ZBB is most effective when it is conducted within a stable operating business environment.
The government has gone through great pains to demonstrate that it is removing layers of management from the public service, especially at the Director level — ostensibly to re-align responsibilities and to reduce duplication.

It would make far more sense if ZBB is conducted following the paring of senior staff and the completion of Departmental changes. At that stage, managers, directors or ADMs, having assumed larger roles, would be knowledgeable enough to make assessments about their enlarged responsibilities and the expenditure reductions that can reasonably be afforded — a process that should be above just pleasing the Finance Minister.

ZBB would make even more sense if it is conducted after the really big decisions on fiscal reform having been taken — presumptuous as that may seem.

The goal of cutting $283 million from operations this year — not nearly enough, given the high risk to achieving forecast revenues — is all about crafting illusion.

In the same way that you can’t make an omelette without breaking eggs, the real deficit — over $2 billion, which the Budget papered over with a bet on the price of oil — can’t be resolved with a bunch of nips and tucks. Our problem is chronic overspending on a massive scale.

Real and lasting savings can only be achieved with a serious paring of government programs — and, ultimately, the people who operate them. Government has clearly stated that significant staff reductions have been taken off the table. Yet, when the cost of labour represents about 46% of operating costs, how can ZBB be much more than a charade?

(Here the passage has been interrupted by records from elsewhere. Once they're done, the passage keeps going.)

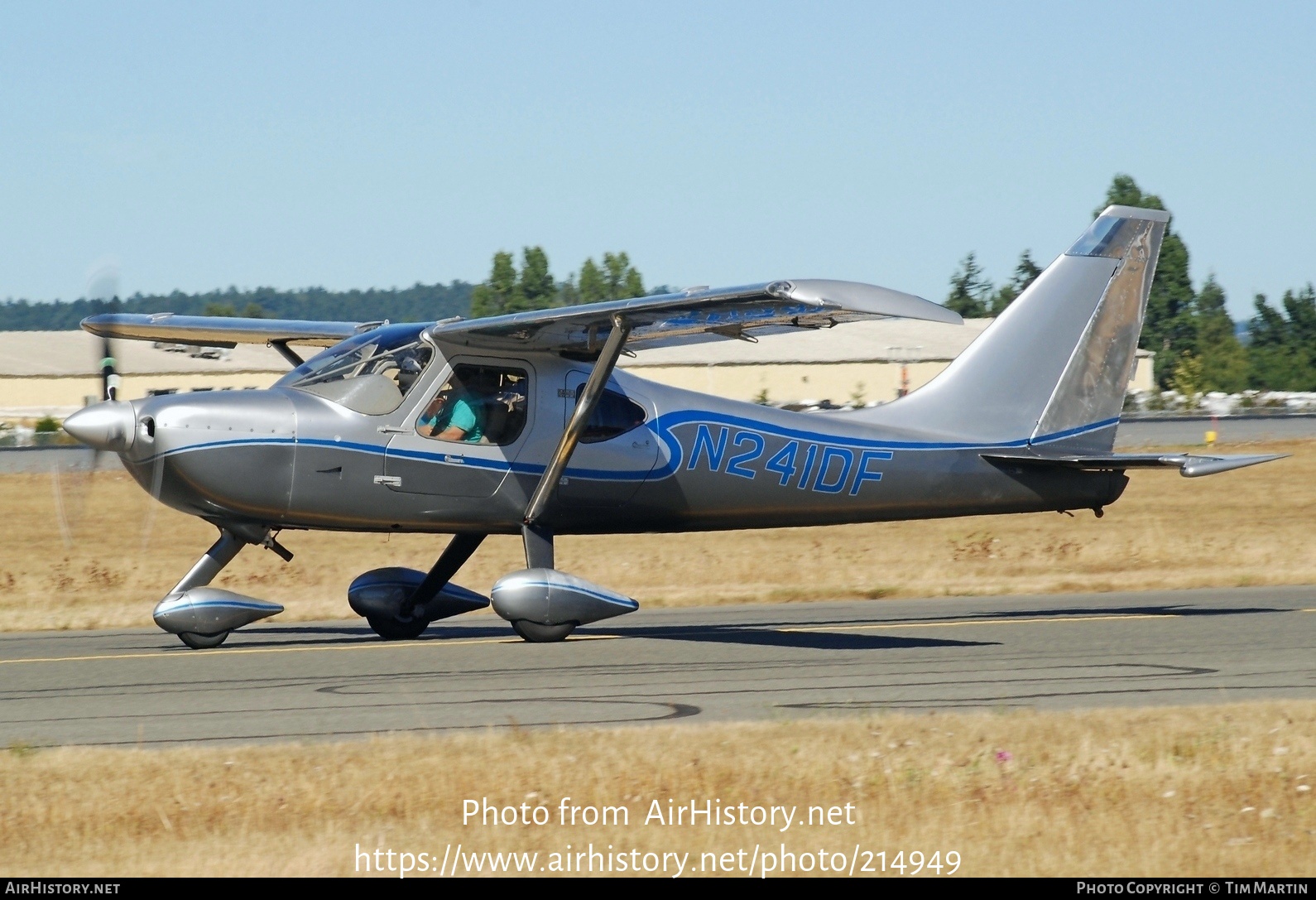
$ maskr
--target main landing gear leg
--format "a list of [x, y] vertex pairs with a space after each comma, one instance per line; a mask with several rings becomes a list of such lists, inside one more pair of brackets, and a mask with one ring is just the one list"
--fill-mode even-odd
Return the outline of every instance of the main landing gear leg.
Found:
[[[205, 587], [215, 580], [215, 576], [218, 575], [225, 566], [233, 562], [233, 558], [237, 557], [245, 546], [246, 541], [236, 536], [233, 532], [221, 528], [220, 538], [211, 545], [211, 549], [205, 551], [205, 555], [196, 561], [196, 564], [192, 566], [191, 571], [188, 571], [188, 574], [183, 576], [183, 580], [175, 584], [166, 596], [183, 593], [184, 591], [191, 591], [195, 587]], [[230, 630], [216, 632], [215, 634], [180, 632], [178, 639], [193, 650], [209, 650], [211, 647], [217, 647], [224, 643], [229, 634]]]
[[[567, 422], [562, 439], [558, 441], [557, 450], [553, 451], [526, 504], [521, 526], [526, 571], [507, 575], [494, 586], [495, 612], [512, 622], [512, 629], [517, 634], [534, 643], [563, 641], [582, 622], [617, 616], [636, 608], [636, 603], [625, 597], [617, 597], [619, 603], [600, 599], [603, 588], [597, 586], [586, 588], [588, 583], [583, 579], [574, 579], [566, 572], [557, 571], [553, 566], [553, 529], [544, 524], [549, 500], [584, 434], [590, 416], [603, 397], [604, 386], [621, 357], [628, 337], [630, 325], [620, 314], [615, 314], [612, 329], [599, 350], [590, 378], [576, 396], [571, 421]], [[551, 516], [549, 520], [551, 521]]]
[[[521, 539], [525, 542], [526, 568], [553, 568], [553, 532], [544, 525], [522, 525]], [[512, 630], [530, 643], [553, 643], [565, 641], [575, 630], [575, 622], [562, 625], [541, 625], [528, 618], [512, 622]]]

In addition, the deficit can't be tackled only by the "core" public service. The process has to include a terribly inefficient healthcare system simply because it represents 36% of government spending. The process has to include other sectors of public spending too.

When the government gets around to making some of the big decisions to cure overspending — the surgery having been performed — then ZBB should follow.

Politicians like Bennett are elected to make those decisions — not to bamboozle us with a charade.


Zero Based Budgeting? The Minister of Finance, like many of her officials, is just busy being busy.